Pan Stanisław wspomina, że ani on, ani sąsiadka, która akurat parkowała pod domem, w chwili tragedii nie słyszeli żadnych podejrzanych hałasów. Z chłopakiem dobrze się nie znał. - Jak przechodziłem, to ani "dzień dobry", ani nic nie mówił. Do wszystkich się tak odnosił, nie tylko do mnie. Taki był zamknięty, jakby był zły na wszystkich - mówi pan Stanisław.

Dom rodziny sąsiaduje przez płot ze szkoła podstawową. Przed laty ukończył ją Mateusz wraz ze swym młodszym rodzeństwem. Także tam jako pedagog szkolny kilka lat temu pracowała ich matka.

- Cała trójka chodziła tutaj do szkoły podstawowej. Dzieci uczyły się dobrze, nie było żadnych problemów wychowawczych. To był dobry dom, dobra rodzina - mówi Małgorzata Wysocka dyrektor Szkoły Podstawowej nr 124 w Warszawie.

Ojciec Mateusza był inżynierem konstruktorem budowlanym. Ostatnim miejscem pracy jego matki była szkoła podstawowa w pobliskiej Radości. - Pani Monika była osobą bardzo ciepłą, uśmiechniętą. Nigdy nie widziałam jej smutnej - wspomina Beata Scelina, dyrektor Szkoły Podstawowej 140 w Warszawie. Jak twierdzi, jej koleżanka z pracy nie tylko nie narzekała na syna, a wręcz chwaliła się dziećmi wśród znajomych. - Nigdy nie mówiła o rzeczach smutnych. O najstarszym synu nigdy nie rozmawiałyśmy - dodaje.

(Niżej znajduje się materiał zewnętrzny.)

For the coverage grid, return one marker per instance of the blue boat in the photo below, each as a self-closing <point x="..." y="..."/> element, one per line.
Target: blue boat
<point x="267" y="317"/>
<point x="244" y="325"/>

Mateusz G. najbliższe święta Bożego Narodzenia spędzi za kratkami - sąd zdecydował o trzymiesięcznym areszcie dla 25-latka. - Zarzuty są poważne, w związku z czym decyzja nie jest szczególnie zaskakująca. Dbając o dobro swojego klienta, starałem się przekonać sąd, żeby było inaczej. Wydaje się, że zawsze jakieś niezbyt oczywiste możliwości w tej sprawie mogą się pojawić - mówi Olgierd Pogorzelski, obrońca Mateusza G.